As virtual fantasy worlds go, Blizzard Entertainment's Diablo III is particularly foreboding. In this multiplayer online game, witch doctors, demon hunters, and other character types duke it out in a war between angels and demons for control of a dark world called Sanctuary. The world is reminiscent of Judeo–Christian notions of hell, complete with fire and brimstone and the added elements of supernatural combat waged with magic and divine weaponry.
But between February and May 2013, various outposts in the world—Silver City and New Tristram, to name two—had more in common with Berlin in 1923 or Zimbabwe in 2007 than with Dante's Inferno. The culmination of a series of unanticipated circumstances—and, finally, a most unfortunate programming bug—produced a new and unforeseen dimension of hellishness within Diablo III: hyperinflation.
This chapter is outlined as follows: I begin with a literature review and exposition of the concepts of inflation and hyperinflation within the ambit of virtual economies—including a review of the means by which virtual monetary policy is conducted. I then briefly describe the method used to analyze the case of Diablo III. Finally, I offer a full account of the hyperinflationary saga.

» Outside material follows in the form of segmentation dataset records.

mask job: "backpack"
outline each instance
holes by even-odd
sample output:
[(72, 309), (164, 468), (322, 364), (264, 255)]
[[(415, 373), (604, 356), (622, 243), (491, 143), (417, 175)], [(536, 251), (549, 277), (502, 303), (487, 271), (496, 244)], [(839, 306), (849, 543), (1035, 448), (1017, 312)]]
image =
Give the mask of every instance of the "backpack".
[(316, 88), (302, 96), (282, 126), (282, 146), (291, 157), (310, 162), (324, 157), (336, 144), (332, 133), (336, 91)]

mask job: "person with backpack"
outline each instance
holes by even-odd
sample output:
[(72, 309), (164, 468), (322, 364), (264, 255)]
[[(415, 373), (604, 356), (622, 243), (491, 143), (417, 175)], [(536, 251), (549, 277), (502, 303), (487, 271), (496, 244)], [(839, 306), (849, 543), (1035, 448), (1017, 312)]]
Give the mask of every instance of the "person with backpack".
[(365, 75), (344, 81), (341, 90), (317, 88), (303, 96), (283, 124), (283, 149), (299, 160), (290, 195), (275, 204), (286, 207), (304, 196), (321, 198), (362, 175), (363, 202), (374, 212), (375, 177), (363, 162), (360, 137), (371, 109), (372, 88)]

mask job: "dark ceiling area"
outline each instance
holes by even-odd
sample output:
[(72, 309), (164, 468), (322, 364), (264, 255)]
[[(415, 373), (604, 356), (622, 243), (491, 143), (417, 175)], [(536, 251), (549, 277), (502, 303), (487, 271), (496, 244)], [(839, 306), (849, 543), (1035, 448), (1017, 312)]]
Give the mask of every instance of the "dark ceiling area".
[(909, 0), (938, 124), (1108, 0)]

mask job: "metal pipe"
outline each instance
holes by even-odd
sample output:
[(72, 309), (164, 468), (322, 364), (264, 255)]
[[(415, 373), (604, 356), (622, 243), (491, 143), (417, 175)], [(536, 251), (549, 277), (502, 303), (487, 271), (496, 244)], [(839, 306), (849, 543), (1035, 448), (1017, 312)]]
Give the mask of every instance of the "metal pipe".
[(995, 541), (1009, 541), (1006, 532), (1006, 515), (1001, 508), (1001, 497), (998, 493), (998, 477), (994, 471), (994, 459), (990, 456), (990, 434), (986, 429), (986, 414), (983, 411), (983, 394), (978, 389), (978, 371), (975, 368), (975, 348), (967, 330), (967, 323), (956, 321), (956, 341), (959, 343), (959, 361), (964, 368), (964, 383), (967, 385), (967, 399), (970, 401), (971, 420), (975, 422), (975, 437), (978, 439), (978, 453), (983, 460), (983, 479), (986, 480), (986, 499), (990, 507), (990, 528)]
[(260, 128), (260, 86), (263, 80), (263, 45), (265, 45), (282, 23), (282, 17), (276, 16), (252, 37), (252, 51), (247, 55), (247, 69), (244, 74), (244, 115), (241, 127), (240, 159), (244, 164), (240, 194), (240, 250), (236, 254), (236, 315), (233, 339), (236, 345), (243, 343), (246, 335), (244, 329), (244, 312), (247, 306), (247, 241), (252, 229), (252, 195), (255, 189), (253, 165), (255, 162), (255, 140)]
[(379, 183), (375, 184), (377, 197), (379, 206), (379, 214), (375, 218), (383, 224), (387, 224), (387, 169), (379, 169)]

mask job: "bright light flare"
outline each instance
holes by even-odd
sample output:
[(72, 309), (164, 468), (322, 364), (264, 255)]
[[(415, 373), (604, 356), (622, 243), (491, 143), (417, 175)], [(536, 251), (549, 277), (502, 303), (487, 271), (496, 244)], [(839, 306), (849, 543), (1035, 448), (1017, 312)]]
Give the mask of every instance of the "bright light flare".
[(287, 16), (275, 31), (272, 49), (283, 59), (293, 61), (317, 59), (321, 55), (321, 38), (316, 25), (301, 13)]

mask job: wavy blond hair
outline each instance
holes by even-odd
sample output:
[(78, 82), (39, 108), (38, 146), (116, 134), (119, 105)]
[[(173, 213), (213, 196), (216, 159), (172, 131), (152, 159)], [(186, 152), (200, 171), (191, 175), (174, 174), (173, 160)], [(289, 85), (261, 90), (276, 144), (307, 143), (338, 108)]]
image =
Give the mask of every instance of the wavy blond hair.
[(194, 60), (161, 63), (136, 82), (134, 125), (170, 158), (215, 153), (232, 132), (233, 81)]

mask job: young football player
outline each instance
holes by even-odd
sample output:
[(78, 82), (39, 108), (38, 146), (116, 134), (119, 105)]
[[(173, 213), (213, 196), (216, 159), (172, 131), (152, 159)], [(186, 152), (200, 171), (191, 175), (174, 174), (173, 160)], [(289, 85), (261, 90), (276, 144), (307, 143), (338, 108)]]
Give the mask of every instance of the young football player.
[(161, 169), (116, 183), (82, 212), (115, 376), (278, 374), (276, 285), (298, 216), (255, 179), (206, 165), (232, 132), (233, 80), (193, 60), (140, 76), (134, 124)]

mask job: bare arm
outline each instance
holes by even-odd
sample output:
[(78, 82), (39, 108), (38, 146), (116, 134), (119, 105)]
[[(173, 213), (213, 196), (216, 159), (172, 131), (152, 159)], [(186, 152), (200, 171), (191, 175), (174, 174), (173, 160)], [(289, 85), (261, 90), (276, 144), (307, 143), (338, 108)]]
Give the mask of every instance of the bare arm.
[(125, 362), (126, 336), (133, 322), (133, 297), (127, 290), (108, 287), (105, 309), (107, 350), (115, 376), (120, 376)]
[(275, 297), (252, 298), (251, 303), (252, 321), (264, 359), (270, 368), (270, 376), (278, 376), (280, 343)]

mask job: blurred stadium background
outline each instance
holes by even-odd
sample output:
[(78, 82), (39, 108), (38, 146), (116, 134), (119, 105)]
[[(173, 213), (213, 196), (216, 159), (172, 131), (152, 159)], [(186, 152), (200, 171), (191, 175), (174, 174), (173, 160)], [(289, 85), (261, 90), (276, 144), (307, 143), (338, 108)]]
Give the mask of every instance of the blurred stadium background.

AUSTRIAN ECONOMICS, INFLATION, AND HYPERINFLATION
In orthodox economics, the term “inflation” is used to mean a general rise in prices. In this chapter, though, we use the term in a different and more useful sense. The Austrian economist Ludwig von Mises (1924) described inflation as an increase in the supply of money in excess of the demand for money (that is, an increase not “offset” by an increase in the demand for money), resulting in the reduced purchasing power of money. Price increases are thus a direct result of this process, not its essence. From a practical perspective, as Henry Hazlitt (1964) wrote,
[w]hen the supply of money increase[s], people have more money to offer for goods … Each individual dollar becomes less valuable because there are more dollars. Therefore more of them will be offered against, say, a pair of shoes or a hundred bushels of wheat than before. A “price” is an exchange ratio between a dollar and a unit of goods. When people have more dollars … [goods] rise in price, not because [they] are scarcer than before, but because dollars are more abundant.